The first thing I did was remind myself of the structure of the swiss data since we previously used it, but I couldn’t remember all the variables:
str(swiss)
## 'data.frame': 47 obs. of 6 variables:
## $ Fertility : num 80.2 83.1 92.5 85.8 76.9 76.1 83.8 92.4 82.4 82.9 ...
## $ Agriculture : num 17 45.1 39.7 36.5 43.5 35.3 70.2 67.8 53.3 45.2 ...
## $ Examination : int 15 6 5 12 17 9 16 14 12 16 ...

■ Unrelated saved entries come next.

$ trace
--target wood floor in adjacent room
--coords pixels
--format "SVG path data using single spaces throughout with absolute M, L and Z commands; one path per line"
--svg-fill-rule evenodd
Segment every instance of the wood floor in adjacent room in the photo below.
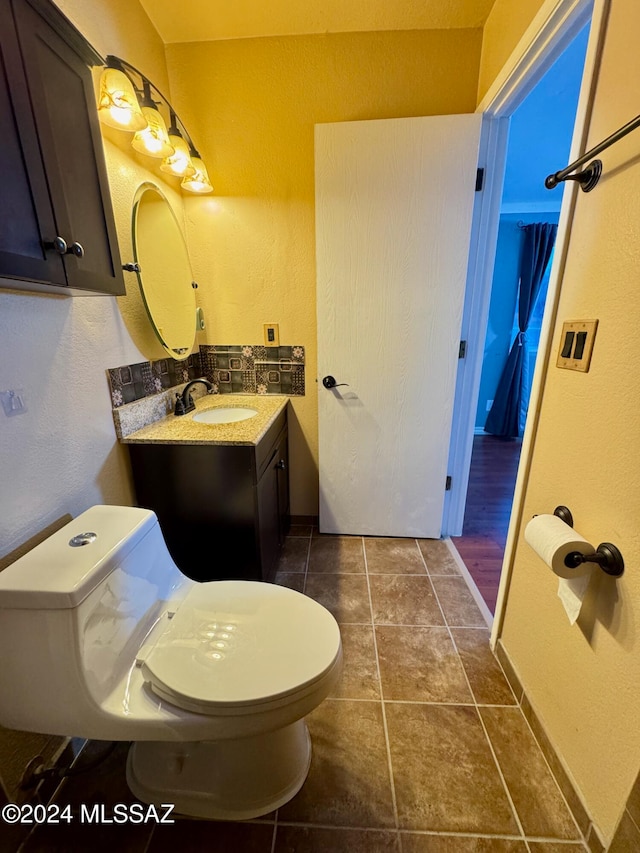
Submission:
M 492 613 L 521 449 L 519 439 L 474 436 L 462 536 L 452 540 Z

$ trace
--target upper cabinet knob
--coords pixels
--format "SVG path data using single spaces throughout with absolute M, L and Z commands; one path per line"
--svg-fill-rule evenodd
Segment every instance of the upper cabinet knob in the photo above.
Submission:
M 64 237 L 56 237 L 54 240 L 46 242 L 44 247 L 47 250 L 53 249 L 59 255 L 75 255 L 76 258 L 84 258 L 84 249 L 80 243 L 72 243 L 68 246 Z
M 66 255 L 69 251 L 67 248 L 67 241 L 64 237 L 56 237 L 53 240 L 49 240 L 44 244 L 45 249 L 53 249 L 59 255 Z

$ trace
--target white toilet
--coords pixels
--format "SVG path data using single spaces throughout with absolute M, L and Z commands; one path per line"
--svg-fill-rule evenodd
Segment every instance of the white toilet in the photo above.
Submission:
M 303 717 L 342 666 L 324 607 L 268 583 L 194 583 L 135 507 L 94 506 L 0 572 L 0 647 L 2 725 L 133 741 L 137 797 L 221 820 L 300 790 Z

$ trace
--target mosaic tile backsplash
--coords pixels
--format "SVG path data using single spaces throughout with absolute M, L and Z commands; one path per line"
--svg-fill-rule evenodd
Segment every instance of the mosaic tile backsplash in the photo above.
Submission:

## $ Education : int 12 9 5 7 15 7 7 8 7 13 ...
## $ Catholic : num 9.96 84.84 93.4 33.77 5.16 ...
## $ Infant.Mortality: num 22.2 22.2 20.2 20.3 20.6 26.6 23.6 24.9 21 24.4 ...

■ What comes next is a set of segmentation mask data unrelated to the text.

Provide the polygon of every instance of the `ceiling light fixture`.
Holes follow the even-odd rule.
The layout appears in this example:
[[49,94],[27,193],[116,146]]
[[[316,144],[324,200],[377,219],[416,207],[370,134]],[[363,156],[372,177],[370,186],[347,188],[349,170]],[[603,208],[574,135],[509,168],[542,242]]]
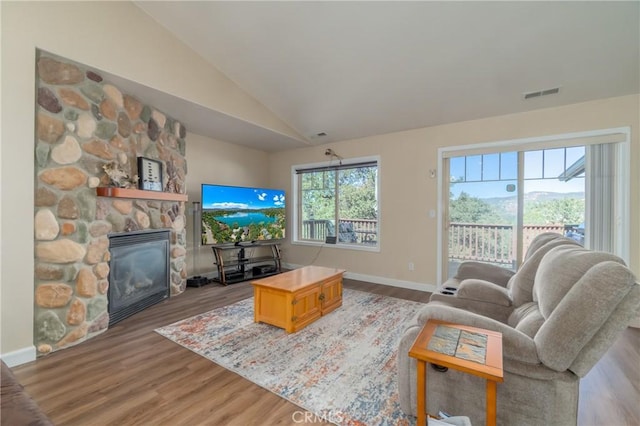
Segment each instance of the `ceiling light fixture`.
[[342,165],[342,157],[339,156],[338,154],[336,154],[335,151],[332,150],[331,148],[327,148],[324,151],[324,155],[326,155],[327,157],[331,157],[332,159],[333,158],[337,158],[339,160],[339,162],[340,162],[340,165]]

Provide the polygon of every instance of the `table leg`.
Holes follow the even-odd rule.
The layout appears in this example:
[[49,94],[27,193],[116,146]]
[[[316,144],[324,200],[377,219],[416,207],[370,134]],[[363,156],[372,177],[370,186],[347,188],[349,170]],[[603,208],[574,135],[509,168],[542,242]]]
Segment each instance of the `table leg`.
[[253,287],[253,322],[260,322],[260,290]]
[[416,360],[416,375],[418,376],[418,388],[417,390],[417,399],[418,399],[418,423],[417,426],[426,426],[427,424],[427,395],[425,392],[425,386],[427,384],[426,377],[426,362],[421,360]]
[[498,384],[493,380],[487,380],[487,426],[496,426]]

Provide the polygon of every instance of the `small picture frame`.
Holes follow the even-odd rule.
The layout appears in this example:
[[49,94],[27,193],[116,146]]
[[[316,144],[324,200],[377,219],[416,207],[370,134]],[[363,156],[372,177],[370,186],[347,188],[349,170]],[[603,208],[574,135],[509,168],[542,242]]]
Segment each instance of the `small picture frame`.
[[138,186],[146,191],[162,191],[162,162],[138,157]]

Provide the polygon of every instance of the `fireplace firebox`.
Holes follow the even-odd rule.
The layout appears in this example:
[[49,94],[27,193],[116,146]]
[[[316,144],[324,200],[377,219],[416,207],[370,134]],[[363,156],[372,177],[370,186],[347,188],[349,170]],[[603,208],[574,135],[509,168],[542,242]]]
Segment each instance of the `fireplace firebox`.
[[109,236],[109,325],[169,297],[169,230]]

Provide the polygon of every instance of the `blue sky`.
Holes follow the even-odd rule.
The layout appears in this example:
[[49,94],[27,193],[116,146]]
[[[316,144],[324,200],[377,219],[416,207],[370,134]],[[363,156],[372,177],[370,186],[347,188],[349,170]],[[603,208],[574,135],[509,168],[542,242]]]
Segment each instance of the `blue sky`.
[[[562,182],[558,176],[584,156],[584,147],[527,151],[524,155],[524,192],[584,192],[584,178]],[[462,191],[479,198],[515,196],[517,185],[516,152],[454,157],[450,161],[451,177],[465,179],[451,185],[458,197]],[[513,185],[512,187],[508,187]],[[513,191],[510,191],[513,189]]]
[[202,185],[203,209],[282,208],[284,203],[285,194],[281,189]]

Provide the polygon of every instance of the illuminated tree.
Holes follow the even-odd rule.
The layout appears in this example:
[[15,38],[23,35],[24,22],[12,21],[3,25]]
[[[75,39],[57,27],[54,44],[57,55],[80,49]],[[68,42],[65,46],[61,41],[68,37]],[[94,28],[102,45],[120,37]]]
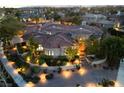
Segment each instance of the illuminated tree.
[[75,56],[77,56],[77,49],[69,47],[66,49],[65,53],[66,53],[68,60],[71,61],[72,59],[75,58]]

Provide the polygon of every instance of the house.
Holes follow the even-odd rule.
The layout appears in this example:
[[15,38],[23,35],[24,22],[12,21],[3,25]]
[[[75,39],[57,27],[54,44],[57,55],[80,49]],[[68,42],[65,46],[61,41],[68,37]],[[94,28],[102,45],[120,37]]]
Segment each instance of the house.
[[86,21],[88,24],[95,23],[99,20],[106,20],[107,17],[102,14],[85,14],[83,16],[83,21]]
[[[73,39],[62,33],[55,35],[33,34],[33,37],[42,45],[45,55],[54,57],[65,55],[65,49],[73,45]],[[28,40],[29,38],[27,38],[26,35],[24,36],[24,39]]]
[[124,27],[124,12],[118,12],[116,14],[116,18],[115,18],[115,25],[116,26],[120,26],[120,27]]
[[102,30],[92,26],[67,26],[62,24],[46,23],[39,25],[41,29],[34,25],[28,27],[24,34],[24,40],[33,36],[40,45],[43,46],[44,54],[51,56],[65,55],[65,49],[74,45],[76,38],[88,39],[94,35],[101,37]]
[[114,26],[114,22],[109,20],[100,20],[96,22],[96,25],[104,28],[112,28]]
[[86,24],[108,29],[114,26],[114,21],[108,20],[107,16],[102,14],[86,14],[84,15],[82,25]]
[[57,34],[49,37],[42,46],[46,55],[64,56],[65,49],[73,46],[73,40],[66,35]]
[[18,44],[18,43],[23,43],[23,42],[24,42],[23,38],[20,38],[18,36],[13,37],[12,40],[11,40],[12,45],[15,45],[15,44]]

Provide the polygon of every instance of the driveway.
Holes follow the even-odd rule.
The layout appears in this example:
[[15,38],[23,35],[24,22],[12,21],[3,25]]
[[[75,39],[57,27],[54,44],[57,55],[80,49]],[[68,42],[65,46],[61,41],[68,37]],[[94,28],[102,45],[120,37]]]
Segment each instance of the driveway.
[[84,66],[86,73],[80,75],[76,70],[71,71],[69,78],[65,78],[63,75],[54,73],[52,80],[47,80],[46,83],[39,82],[37,87],[75,87],[76,84],[80,84],[83,87],[88,84],[97,84],[103,78],[109,80],[116,80],[118,70],[104,70],[102,68],[94,68],[91,66]]

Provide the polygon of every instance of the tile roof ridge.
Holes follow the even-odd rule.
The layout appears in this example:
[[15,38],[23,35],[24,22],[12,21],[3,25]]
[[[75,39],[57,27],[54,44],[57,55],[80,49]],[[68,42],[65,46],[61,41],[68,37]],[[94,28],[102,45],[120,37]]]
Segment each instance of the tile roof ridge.
[[61,34],[60,35],[58,35],[60,38],[62,38],[62,39],[64,39],[66,42],[68,42],[68,43],[70,43],[70,44],[72,44],[72,42],[71,41],[69,41],[69,40],[67,40],[64,36],[62,36]]

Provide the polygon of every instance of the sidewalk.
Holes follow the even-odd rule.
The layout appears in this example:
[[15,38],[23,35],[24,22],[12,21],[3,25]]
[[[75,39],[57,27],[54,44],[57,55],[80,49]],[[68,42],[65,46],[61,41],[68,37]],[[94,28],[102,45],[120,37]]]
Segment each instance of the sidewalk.
[[124,61],[120,62],[116,82],[117,82],[117,84],[115,84],[116,87],[124,87]]

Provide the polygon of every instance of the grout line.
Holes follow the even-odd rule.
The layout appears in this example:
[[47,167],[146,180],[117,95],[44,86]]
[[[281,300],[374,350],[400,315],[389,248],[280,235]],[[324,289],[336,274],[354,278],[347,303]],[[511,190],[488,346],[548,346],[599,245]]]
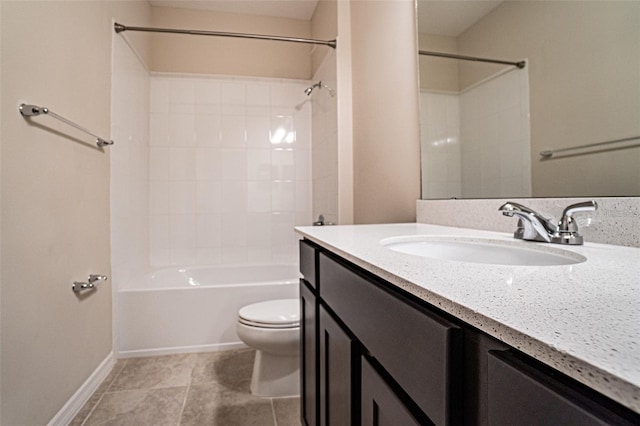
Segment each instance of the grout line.
[[111,389],[111,386],[113,386],[113,384],[118,379],[118,377],[120,377],[120,373],[122,373],[122,370],[124,370],[124,367],[126,367],[128,363],[129,363],[129,360],[125,359],[124,362],[122,363],[122,367],[120,367],[120,370],[116,372],[116,375],[113,377],[113,380],[111,380],[111,383],[109,383],[109,385],[105,388],[103,393],[107,393],[109,389]]
[[273,414],[273,425],[278,426],[278,418],[276,417],[276,406],[273,404],[273,398],[269,398],[271,402],[271,414]]
[[[85,423],[87,423],[87,420],[89,420],[89,417],[91,417],[91,415],[96,410],[96,408],[98,407],[100,402],[102,402],[102,398],[104,398],[104,396],[107,394],[107,391],[111,388],[111,385],[113,385],[113,383],[116,381],[118,376],[120,376],[120,373],[122,373],[122,370],[124,370],[124,366],[125,365],[127,365],[127,361],[126,360],[122,363],[122,367],[120,368],[120,370],[118,372],[116,372],[115,376],[113,377],[113,380],[111,380],[111,382],[108,384],[108,386],[102,392],[102,395],[100,395],[100,398],[98,398],[96,403],[93,404],[93,407],[91,407],[91,410],[89,410],[89,413],[87,414],[87,416],[82,420],[82,423],[80,424],[80,426],[84,426]],[[93,397],[93,395],[91,395],[91,397]],[[89,399],[91,399],[91,397],[89,397]]]
[[184,398],[182,399],[182,407],[180,408],[180,415],[178,416],[177,426],[180,426],[182,423],[182,414],[184,414],[184,407],[187,405],[187,397],[189,396],[189,391],[191,390],[191,380],[193,379],[193,368],[191,368],[191,374],[189,375],[189,383],[187,383],[187,388],[184,391]]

Then I looked at the correlation between all the variables to get a sense for which two variables would be best to analyze:
cor(swiss)
## Fertility Agriculture Examination Education Catholic
## Fertility 1.0000000 0.35307918 -0.6458827 -0.66378886 0.4636847
## Agriculture 0.3530792 1.00000000 -0.6865422 -0.63952252 0.4010951
## Examination -0.6458827 -0.68654221 1.0000000 0.69841530 -0.5727418
## Education -0.6637889 -0.63952252 0.6984153 1.00000000 -0.1538589
## Catholic 0.4636847 0.40109505 -0.5727418 -0.15385892 1.0000000
## Infant.Mortality 0.4165560 -0.06085861 -0.1140216 -0.09932185 0.1754959
## Infant.Mortality
## Fertility 0.41655603
## Agriculture -0.06085861
## Examination -0.11402160
## Education -0.09932185
## Catholic 0.17549591
## Infant.Mortality 1.00000000
The summary of the data set tells us that Switzerland, in 1888, was entering a period known as the demographic transition; i.e., its fertility was beginning to fall from the high level typical of underdeveloped countries. Therefore, it seems best to focus on the strongest correlations between the Fertility measure and one other variable. The strongest correlations are between Fertility and Examination and Fertility and Education. My next step was to see if either appeared to be linear.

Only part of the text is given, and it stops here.